Kruskal’s Algorithm
The majority of the algorithms of interest work with data. In the creation and study of algorithms, there are particular data organisation layouts that are crucial. Data structures are essentially means of organising data, to put it another way.
There are two sorts of data structures: linear and nonlinear. Linear data structures include linked lists and arrays. Nonlinear data structures include things like trees and graphs.

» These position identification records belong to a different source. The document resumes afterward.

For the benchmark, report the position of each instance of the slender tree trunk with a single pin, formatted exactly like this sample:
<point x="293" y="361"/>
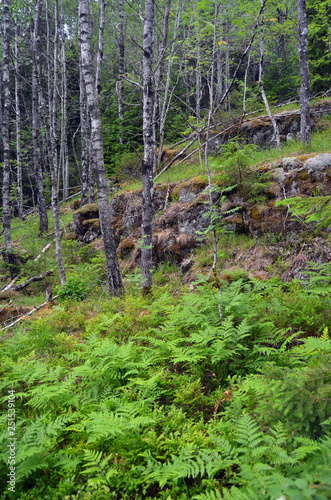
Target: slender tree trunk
<point x="64" y="106"/>
<point x="227" y="66"/>
<point x="43" y="226"/>
<point x="160" y="71"/>
<point x="18" y="127"/>
<point x="53" y="138"/>
<point x="166" y="97"/>
<point x="6" y="138"/>
<point x="219" y="63"/>
<point x="305" y="129"/>
<point x="91" y="160"/>
<point x="148" y="160"/>
<point x="210" y="116"/>
<point x="121" y="69"/>
<point x="114" y="277"/>
<point x="84" y="135"/>
<point x="245" y="82"/>
<point x="198" y="85"/>
<point x="264" y="97"/>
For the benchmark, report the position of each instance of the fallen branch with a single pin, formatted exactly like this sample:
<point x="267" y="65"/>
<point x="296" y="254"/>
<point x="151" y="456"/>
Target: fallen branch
<point x="8" y="287"/>
<point x="47" y="247"/>
<point x="26" y="315"/>
<point x="5" y="307"/>
<point x="27" y="282"/>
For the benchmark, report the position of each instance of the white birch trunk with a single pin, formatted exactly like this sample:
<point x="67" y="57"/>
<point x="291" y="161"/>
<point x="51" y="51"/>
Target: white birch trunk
<point x="114" y="277"/>
<point x="305" y="129"/>
<point x="18" y="127"/>
<point x="148" y="160"/>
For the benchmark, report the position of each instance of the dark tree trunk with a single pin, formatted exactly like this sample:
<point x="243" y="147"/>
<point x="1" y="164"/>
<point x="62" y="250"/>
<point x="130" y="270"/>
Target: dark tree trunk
<point x="114" y="277"/>
<point x="53" y="93"/>
<point x="84" y="136"/>
<point x="121" y="69"/>
<point x="43" y="225"/>
<point x="5" y="129"/>
<point x="305" y="131"/>
<point x="18" y="127"/>
<point x="148" y="160"/>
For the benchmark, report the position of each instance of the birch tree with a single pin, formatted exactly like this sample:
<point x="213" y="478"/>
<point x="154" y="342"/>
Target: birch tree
<point x="53" y="100"/>
<point x="18" y="125"/>
<point x="305" y="129"/>
<point x="114" y="277"/>
<point x="6" y="139"/>
<point x="148" y="159"/>
<point x="36" y="50"/>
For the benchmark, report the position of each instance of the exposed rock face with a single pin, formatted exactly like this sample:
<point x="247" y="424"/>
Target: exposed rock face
<point x="176" y="226"/>
<point x="260" y="131"/>
<point x="87" y="223"/>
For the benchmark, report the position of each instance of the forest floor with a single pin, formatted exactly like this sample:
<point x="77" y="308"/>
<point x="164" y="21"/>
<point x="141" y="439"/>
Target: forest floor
<point x="191" y="392"/>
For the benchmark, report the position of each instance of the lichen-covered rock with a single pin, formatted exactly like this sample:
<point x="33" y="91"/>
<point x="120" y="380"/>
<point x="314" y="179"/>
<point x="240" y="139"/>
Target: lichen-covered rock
<point x="84" y="217"/>
<point x="319" y="163"/>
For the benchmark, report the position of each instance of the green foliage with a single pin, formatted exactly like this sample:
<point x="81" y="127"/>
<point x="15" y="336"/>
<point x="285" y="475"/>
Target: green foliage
<point x="76" y="288"/>
<point x="315" y="209"/>
<point x="158" y="397"/>
<point x="235" y="162"/>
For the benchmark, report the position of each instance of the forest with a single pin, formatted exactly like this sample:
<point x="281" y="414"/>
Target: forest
<point x="165" y="265"/>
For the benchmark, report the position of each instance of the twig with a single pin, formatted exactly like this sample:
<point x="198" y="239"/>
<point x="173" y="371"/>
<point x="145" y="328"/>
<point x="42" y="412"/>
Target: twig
<point x="27" y="282"/>
<point x="47" y="247"/>
<point x="28" y="314"/>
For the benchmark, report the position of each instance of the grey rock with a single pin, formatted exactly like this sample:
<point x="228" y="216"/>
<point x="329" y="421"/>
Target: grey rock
<point x="319" y="163"/>
<point x="279" y="175"/>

Algorithms are techniques for solving issues. In this blog, we’ll look at the Kruskal’s algorithm. Let us define a few words before we begin with the Kruskal’s algorithm:-
- Graphs: A graph is a nonlinear data structure that consists of nodes and edges. The edges are lines or arcs that link any two nodes in the graph, and the nodes are also known as vertices.
2. Trees: Trees are nonlinear data structures with a graph-like structure. The major distinction between a tree and a graph is that trees only have one path connecting two vertices. Between two vertices, there can only be one path.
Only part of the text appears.